Il fatto di poter contare su una attrezzatura che abbia le potenzialità di permetterci sempre il massimo di precisione ed efficienza è anche sinonimo di sicurezza e di percentuali insignificanti di perdita di pesci o di errori in fase di ferrata.

Questa lunga premessa l’ho voluta fare poiché quello che sto per raccontarvi deriva da un’esperienza diretta, fatta sulla mia pelle ed il fatto di averla fatta “solo” vent’anni fa, mi fa rimpiangere di non avere più davanti a me anni di attività ad alto livello.

Fino ad allora, forse per il poco tempo a disposizione, forse per pigrizia, forse perché tutti facevano così o meglio perché non ci avevo mai pensato, le cime delle mie canne bolognesi sono sempre state telescopiche come d’altronde il resto della canna.

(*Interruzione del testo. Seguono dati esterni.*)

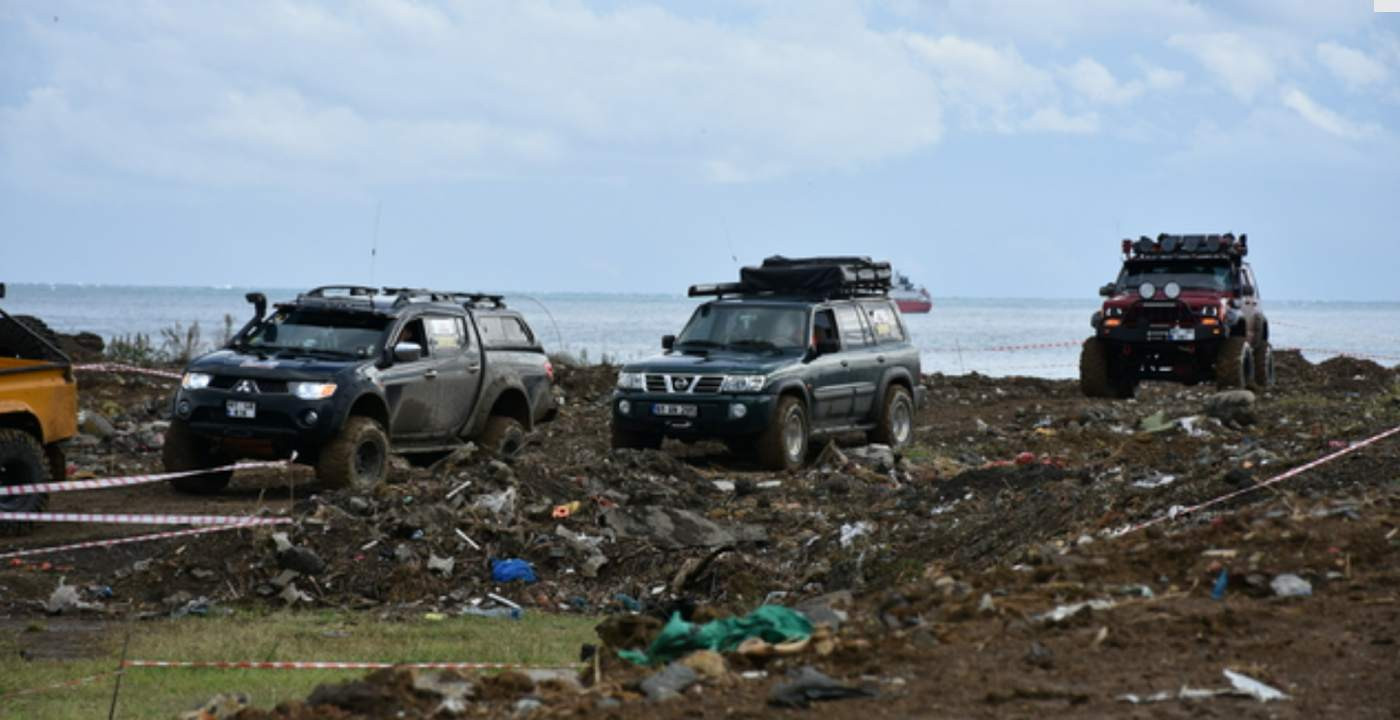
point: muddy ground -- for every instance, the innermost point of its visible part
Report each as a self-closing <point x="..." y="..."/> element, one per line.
<point x="944" y="556"/>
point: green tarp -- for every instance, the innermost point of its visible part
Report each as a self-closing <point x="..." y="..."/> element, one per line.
<point x="773" y="624"/>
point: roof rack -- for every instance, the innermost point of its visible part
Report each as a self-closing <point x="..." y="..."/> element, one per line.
<point x="1187" y="245"/>
<point x="826" y="278"/>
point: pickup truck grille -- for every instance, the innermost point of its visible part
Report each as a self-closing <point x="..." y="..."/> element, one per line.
<point x="1161" y="314"/>
<point x="685" y="384"/>
<point x="258" y="384"/>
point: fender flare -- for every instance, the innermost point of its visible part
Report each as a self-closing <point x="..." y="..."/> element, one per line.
<point x="486" y="399"/>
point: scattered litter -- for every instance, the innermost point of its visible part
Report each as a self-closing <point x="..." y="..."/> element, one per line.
<point x="1290" y="586"/>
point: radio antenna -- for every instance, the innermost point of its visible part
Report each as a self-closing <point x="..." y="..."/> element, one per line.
<point x="374" y="240"/>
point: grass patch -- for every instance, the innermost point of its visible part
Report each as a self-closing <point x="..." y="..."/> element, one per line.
<point x="163" y="694"/>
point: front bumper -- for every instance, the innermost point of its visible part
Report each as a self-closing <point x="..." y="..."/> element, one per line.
<point x="280" y="416"/>
<point x="714" y="413"/>
<point x="1164" y="335"/>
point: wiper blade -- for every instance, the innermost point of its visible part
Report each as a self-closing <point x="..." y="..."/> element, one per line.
<point x="760" y="345"/>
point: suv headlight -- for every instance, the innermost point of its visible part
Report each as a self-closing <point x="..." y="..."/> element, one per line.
<point x="742" y="383"/>
<point x="312" y="391"/>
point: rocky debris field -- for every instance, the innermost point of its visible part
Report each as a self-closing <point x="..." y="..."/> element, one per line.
<point x="976" y="573"/>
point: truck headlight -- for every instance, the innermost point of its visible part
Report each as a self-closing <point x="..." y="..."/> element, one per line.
<point x="312" y="391"/>
<point x="742" y="383"/>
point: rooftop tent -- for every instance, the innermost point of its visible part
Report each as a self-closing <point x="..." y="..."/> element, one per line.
<point x="825" y="276"/>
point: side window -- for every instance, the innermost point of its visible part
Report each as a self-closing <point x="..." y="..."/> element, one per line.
<point x="853" y="331"/>
<point x="515" y="332"/>
<point x="444" y="335"/>
<point x="412" y="332"/>
<point x="884" y="322"/>
<point x="823" y="327"/>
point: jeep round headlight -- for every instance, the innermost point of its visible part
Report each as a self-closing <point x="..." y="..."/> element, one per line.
<point x="742" y="383"/>
<point x="312" y="391"/>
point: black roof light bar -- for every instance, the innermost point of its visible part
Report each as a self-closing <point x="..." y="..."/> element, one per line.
<point x="1187" y="245"/>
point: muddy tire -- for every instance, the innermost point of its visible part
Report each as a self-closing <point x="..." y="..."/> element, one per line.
<point x="1094" y="370"/>
<point x="629" y="440"/>
<point x="23" y="461"/>
<point x="503" y="436"/>
<point x="357" y="458"/>
<point x="186" y="451"/>
<point x="1264" y="366"/>
<point x="783" y="444"/>
<point x="21" y="342"/>
<point x="896" y="419"/>
<point x="1234" y="364"/>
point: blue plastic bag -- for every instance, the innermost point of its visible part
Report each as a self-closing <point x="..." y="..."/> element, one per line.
<point x="513" y="570"/>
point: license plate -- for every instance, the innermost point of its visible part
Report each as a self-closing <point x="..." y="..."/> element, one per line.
<point x="675" y="411"/>
<point x="245" y="409"/>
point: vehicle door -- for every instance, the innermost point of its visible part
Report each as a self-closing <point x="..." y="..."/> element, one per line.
<point x="410" y="387"/>
<point x="889" y="349"/>
<point x="860" y="349"/>
<point x="457" y="363"/>
<point x="829" y="374"/>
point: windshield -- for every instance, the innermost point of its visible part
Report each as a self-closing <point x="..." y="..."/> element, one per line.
<point x="746" y="327"/>
<point x="1189" y="275"/>
<point x="347" y="334"/>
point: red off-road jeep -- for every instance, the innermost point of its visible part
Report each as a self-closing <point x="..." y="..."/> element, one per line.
<point x="1183" y="308"/>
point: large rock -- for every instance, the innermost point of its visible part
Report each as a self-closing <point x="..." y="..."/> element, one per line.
<point x="1232" y="406"/>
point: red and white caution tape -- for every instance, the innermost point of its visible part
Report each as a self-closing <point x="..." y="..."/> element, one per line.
<point x="251" y="664"/>
<point x="1182" y="511"/>
<point x="133" y="370"/>
<point x="123" y="541"/>
<point x="122" y="518"/>
<point x="60" y="685"/>
<point x="1007" y="348"/>
<point x="129" y="481"/>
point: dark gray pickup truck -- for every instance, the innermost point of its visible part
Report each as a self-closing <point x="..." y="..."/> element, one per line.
<point x="343" y="376"/>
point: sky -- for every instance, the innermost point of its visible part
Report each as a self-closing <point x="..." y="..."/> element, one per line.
<point x="986" y="147"/>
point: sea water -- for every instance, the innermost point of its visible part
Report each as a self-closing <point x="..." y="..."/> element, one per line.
<point x="993" y="336"/>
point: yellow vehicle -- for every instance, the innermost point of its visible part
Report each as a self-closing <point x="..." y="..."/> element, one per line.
<point x="38" y="412"/>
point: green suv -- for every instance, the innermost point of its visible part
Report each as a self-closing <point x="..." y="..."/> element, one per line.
<point x="795" y="350"/>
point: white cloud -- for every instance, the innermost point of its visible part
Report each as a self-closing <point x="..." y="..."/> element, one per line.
<point x="1238" y="62"/>
<point x="382" y="90"/>
<point x="1325" y="118"/>
<point x="987" y="86"/>
<point x="1054" y="121"/>
<point x="1353" y="67"/>
<point x="1098" y="84"/>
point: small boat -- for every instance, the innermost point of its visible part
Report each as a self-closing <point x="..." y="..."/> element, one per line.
<point x="907" y="297"/>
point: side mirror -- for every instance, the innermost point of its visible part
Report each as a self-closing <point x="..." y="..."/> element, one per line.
<point x="408" y="352"/>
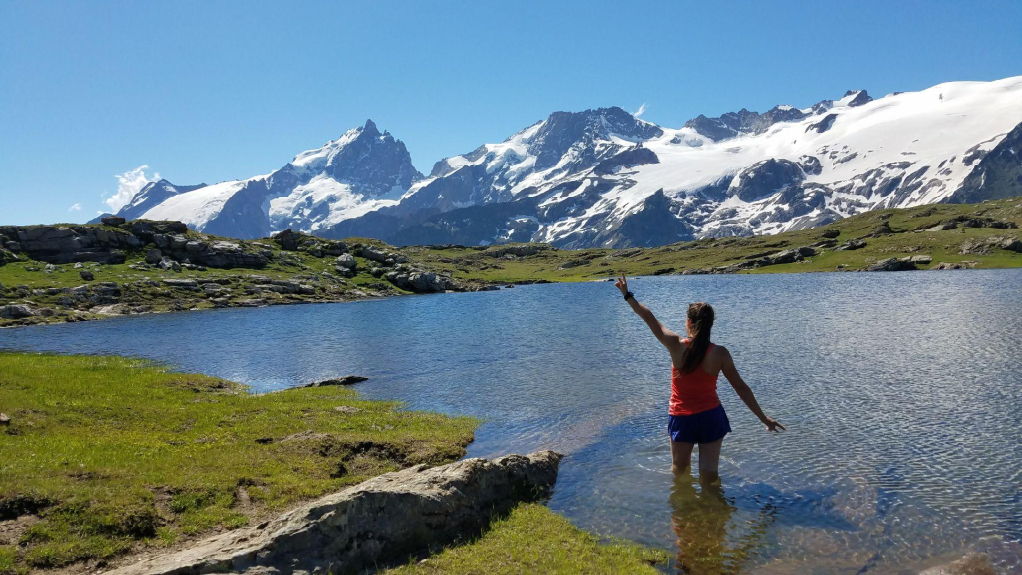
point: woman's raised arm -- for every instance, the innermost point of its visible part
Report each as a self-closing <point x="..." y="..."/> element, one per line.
<point x="668" y="338"/>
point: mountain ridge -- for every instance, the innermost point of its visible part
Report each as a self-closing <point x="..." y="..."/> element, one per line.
<point x="605" y="178"/>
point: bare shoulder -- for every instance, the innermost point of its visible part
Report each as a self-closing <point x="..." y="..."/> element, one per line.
<point x="675" y="343"/>
<point x="719" y="352"/>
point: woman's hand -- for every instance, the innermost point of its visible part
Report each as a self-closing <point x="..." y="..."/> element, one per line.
<point x="622" y="284"/>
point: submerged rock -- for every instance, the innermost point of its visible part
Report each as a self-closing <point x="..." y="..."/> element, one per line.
<point x="380" y="522"/>
<point x="346" y="380"/>
<point x="15" y="312"/>
<point x="972" y="564"/>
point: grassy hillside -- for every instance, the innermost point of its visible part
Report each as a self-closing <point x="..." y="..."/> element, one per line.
<point x="105" y="456"/>
<point x="535" y="539"/>
<point x="909" y="238"/>
<point x="950" y="235"/>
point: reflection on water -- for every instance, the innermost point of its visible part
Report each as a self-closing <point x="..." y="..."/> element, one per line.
<point x="901" y="392"/>
<point x="699" y="518"/>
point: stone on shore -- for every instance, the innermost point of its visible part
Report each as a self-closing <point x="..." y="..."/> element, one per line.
<point x="346" y="380"/>
<point x="383" y="521"/>
<point x="15" y="312"/>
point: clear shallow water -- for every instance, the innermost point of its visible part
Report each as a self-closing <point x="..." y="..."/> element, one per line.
<point x="901" y="392"/>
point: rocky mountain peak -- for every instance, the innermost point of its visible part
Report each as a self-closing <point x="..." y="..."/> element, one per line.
<point x="578" y="133"/>
<point x="370" y="128"/>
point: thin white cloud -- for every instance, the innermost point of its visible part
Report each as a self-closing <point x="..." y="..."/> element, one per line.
<point x="129" y="184"/>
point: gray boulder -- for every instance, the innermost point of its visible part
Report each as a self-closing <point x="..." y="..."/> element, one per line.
<point x="346" y="260"/>
<point x="851" y="245"/>
<point x="427" y="282"/>
<point x="383" y="521"/>
<point x="372" y="253"/>
<point x="15" y="312"/>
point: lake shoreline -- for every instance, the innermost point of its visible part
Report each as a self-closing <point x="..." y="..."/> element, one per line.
<point x="140" y="267"/>
<point x="152" y="512"/>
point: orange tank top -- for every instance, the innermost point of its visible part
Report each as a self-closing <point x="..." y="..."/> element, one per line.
<point x="693" y="392"/>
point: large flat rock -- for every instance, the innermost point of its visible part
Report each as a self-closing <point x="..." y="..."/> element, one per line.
<point x="383" y="520"/>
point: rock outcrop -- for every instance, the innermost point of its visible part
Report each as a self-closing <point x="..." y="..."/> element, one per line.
<point x="381" y="521"/>
<point x="107" y="244"/>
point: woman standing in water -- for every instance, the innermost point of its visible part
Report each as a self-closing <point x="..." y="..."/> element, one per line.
<point x="696" y="415"/>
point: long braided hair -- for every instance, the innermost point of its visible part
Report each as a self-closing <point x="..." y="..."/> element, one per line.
<point x="701" y="318"/>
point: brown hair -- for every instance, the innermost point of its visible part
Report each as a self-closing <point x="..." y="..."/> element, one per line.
<point x="701" y="318"/>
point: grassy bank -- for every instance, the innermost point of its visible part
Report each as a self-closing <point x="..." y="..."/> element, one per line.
<point x="105" y="456"/>
<point x="533" y="539"/>
<point x="57" y="293"/>
<point x="912" y="234"/>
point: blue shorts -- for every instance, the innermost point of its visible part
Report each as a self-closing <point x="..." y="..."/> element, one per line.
<point x="704" y="427"/>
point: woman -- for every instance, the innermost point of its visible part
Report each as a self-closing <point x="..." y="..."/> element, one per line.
<point x="696" y="415"/>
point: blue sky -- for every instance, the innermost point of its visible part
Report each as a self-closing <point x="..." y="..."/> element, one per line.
<point x="213" y="91"/>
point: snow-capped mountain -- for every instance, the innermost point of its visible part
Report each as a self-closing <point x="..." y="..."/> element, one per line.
<point x="360" y="172"/>
<point x="605" y="178"/>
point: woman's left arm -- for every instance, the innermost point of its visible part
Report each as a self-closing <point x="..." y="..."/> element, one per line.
<point x="745" y="392"/>
<point x="668" y="338"/>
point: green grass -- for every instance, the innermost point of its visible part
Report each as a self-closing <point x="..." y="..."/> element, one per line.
<point x="144" y="292"/>
<point x="535" y="539"/>
<point x="117" y="453"/>
<point x="909" y="239"/>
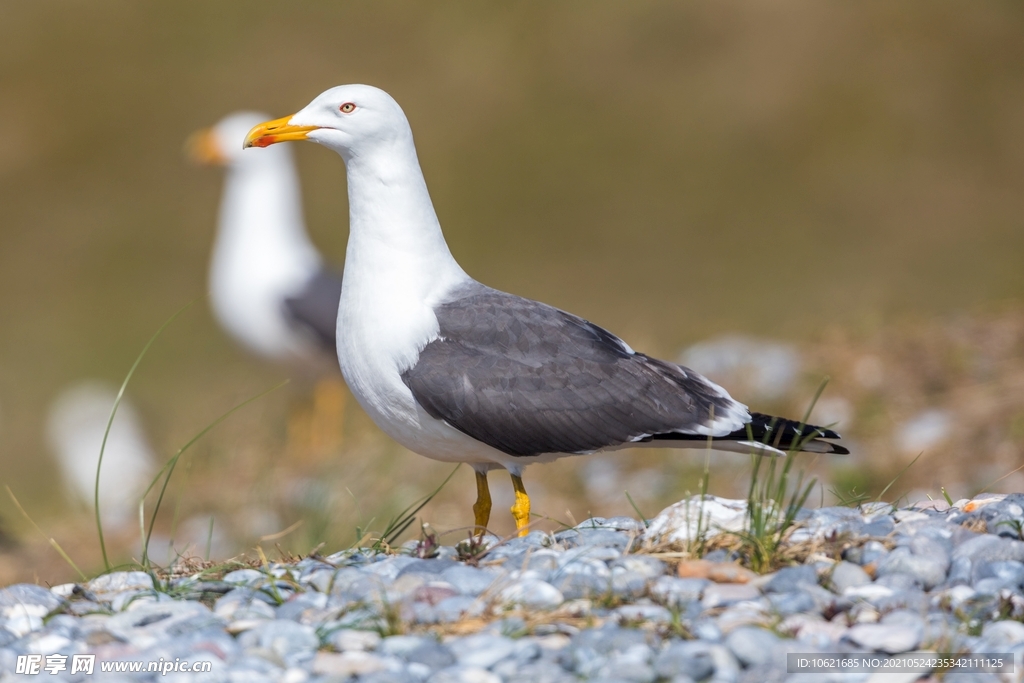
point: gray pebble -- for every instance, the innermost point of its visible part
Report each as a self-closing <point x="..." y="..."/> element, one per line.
<point x="847" y="574"/>
<point x="792" y="579"/>
<point x="752" y="646"/>
<point x="691" y="658"/>
<point x="468" y="581"/>
<point x="675" y="592"/>
<point x="898" y="632"/>
<point x="482" y="651"/>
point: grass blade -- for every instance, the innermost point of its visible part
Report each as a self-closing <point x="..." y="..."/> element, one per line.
<point x="50" y="540"/>
<point x="110" y="423"/>
<point x="901" y="472"/>
<point x="169" y="467"/>
<point x="404" y="519"/>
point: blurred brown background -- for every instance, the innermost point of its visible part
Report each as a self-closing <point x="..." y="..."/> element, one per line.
<point x="845" y="178"/>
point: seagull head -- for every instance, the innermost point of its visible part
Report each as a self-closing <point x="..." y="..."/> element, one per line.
<point x="221" y="143"/>
<point x="349" y="119"/>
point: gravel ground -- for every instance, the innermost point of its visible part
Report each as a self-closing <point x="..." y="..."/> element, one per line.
<point x="607" y="601"/>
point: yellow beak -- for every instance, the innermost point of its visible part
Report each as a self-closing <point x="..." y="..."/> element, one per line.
<point x="202" y="148"/>
<point x="278" y="130"/>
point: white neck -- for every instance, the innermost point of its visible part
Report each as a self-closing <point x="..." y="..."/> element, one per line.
<point x="261" y="212"/>
<point x="261" y="254"/>
<point x="393" y="231"/>
<point x="396" y="268"/>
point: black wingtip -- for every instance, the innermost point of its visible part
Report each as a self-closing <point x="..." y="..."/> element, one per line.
<point x="839" y="450"/>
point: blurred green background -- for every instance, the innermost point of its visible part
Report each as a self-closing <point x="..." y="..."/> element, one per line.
<point x="671" y="171"/>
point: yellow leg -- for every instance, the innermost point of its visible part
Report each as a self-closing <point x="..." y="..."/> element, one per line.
<point x="521" y="508"/>
<point x="481" y="509"/>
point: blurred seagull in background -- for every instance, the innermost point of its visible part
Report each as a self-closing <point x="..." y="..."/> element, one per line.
<point x="268" y="286"/>
<point x="75" y="429"/>
<point x="459" y="372"/>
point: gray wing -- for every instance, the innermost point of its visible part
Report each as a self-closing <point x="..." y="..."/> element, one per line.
<point x="527" y="379"/>
<point x="315" y="307"/>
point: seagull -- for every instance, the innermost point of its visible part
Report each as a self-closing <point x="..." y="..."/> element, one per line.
<point x="268" y="285"/>
<point x="459" y="372"/>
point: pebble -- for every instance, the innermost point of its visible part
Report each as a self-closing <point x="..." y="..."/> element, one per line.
<point x="847" y="574"/>
<point x="603" y="601"/>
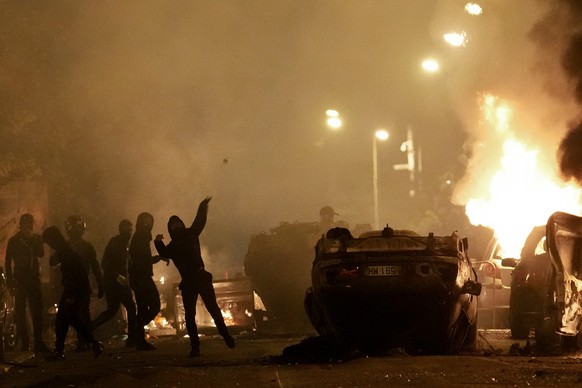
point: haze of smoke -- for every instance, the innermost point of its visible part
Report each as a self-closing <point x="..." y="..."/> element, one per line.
<point x="514" y="55"/>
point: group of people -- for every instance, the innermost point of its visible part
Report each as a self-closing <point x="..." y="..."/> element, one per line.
<point x="126" y="279"/>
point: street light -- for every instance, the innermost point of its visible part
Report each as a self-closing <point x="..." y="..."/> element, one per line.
<point x="333" y="120"/>
<point x="430" y="65"/>
<point x="380" y="134"/>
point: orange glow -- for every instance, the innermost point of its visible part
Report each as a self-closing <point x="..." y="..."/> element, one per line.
<point x="521" y="193"/>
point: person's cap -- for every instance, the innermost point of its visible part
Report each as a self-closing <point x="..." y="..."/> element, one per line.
<point x="26" y="219"/>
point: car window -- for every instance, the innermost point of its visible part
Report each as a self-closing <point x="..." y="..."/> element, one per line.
<point x="541" y="247"/>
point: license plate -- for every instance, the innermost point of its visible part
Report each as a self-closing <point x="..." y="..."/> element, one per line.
<point x="383" y="270"/>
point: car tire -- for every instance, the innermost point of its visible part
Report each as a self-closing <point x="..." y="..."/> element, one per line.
<point x="9" y="332"/>
<point x="518" y="325"/>
<point x="470" y="343"/>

E’ vero che ho sempre pescato con le cime “sdoppiate”, vale a dire costituite da una base di carbonio cavo sulla quale innestavo una punta in carbonio pieno, ma di fatto i problemi legati agli anelli scorrevoli della cima, li avevo eccome.

Per forza di cose il numero degli anellini scorrevoli sulle cime bolognesi, indipendentemente dalla misura, è dettato dalla lunghezza della punta e può essere di tre o quattro, a seconda dei casi.

Questo vuol dire, corrispondendo ad ogni anellino una piccola sezione di carbonio sulla quale effettuare la legatura, che la cima viene appesantita e che l’azione della stessa viene spezzata nei punti in cui si fermano gli scorrevoli.

I problemi connessi a  questo appesantimento si traducono in fase di lancio a percentuali di scarto sensibili per quanto riguarda la precisione, tuttavia, analogamente la cima appesantita risulta meno pronta ed efficiente in fase di ferrata.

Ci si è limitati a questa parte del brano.